陈炎平又说道:“但本王只能说,李其格不希望你走上她的那种路子。如果她练的那种武功能让她心情不定,那么真正能让她走火入魔的是各种的不甘心、愧疚最终把她逼疯了。所以她一开始的时候就知道了你的处镜。反正太祖先帝也已经驾崩了,这个组织已经没有主人了。她希望你去当一个正常人,相爱相恨,可她没有想到,最后你还是走上了她的老路子,去帮自己心爱的人当密探。”

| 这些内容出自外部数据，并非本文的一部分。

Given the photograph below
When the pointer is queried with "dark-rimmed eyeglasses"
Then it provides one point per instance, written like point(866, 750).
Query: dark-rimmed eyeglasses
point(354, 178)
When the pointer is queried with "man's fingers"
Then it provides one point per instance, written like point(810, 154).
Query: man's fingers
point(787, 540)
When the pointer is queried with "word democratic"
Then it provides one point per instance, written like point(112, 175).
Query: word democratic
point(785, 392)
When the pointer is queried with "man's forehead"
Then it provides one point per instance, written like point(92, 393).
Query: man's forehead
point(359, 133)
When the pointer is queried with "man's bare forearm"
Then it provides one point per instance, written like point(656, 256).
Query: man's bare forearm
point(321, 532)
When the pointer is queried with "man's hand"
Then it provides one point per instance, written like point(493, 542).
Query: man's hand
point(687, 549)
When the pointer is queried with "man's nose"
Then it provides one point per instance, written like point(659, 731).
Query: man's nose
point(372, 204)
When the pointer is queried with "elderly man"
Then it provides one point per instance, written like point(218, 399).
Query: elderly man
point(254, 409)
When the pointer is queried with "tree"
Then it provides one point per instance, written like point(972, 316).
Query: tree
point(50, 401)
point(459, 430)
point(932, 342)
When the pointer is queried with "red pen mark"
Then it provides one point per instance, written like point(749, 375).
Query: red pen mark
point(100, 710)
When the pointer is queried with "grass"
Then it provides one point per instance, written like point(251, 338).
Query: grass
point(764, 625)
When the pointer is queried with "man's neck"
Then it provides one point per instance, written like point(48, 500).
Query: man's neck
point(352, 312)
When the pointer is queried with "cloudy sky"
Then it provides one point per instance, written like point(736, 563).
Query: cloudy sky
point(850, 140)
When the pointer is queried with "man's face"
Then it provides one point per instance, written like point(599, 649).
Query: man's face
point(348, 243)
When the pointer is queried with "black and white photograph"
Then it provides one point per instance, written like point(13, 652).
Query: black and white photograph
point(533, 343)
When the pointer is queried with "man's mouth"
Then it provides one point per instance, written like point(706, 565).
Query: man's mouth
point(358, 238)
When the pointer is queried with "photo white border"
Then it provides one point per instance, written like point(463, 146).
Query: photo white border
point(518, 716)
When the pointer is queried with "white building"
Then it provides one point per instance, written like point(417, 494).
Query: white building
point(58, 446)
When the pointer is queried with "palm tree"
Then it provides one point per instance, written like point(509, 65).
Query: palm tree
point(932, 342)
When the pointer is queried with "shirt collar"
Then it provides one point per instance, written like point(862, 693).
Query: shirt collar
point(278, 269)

老鸨表示明白了陈炎平所说的。两个人感慨、沉默了一下。陈炎平这才打破话题说道:“对了,问一件旧事,李其格为什么要监视陈元龙。”
老鸨呵呵笑了笑说:“六爷真是问对人了,这事原本就只有少数人知道,太祖皇帝驾崩以后就只有我与李堂主知道。”
“堂主?”陈炎平问:“李其格只是一个堂主?”
老鸨说道:“六爷,这个我还真是的一无所知,我们只是这么叫李其格的,您是知道,做我们这个从来都是单线联系的。上面到底是怎么回事,我真不知道。”
陈炎平点头说:“你接着说你的吧。“
老鸨回忆了一下,说道:“六爷是皇室中人,定是知道太祖皇帝早年间全家被南侵劫掠的蒙人所杀,后来才在西凉府那边组织护国团,因为战功为一步一步的晋升,入京勤王后授封为禁军统领。”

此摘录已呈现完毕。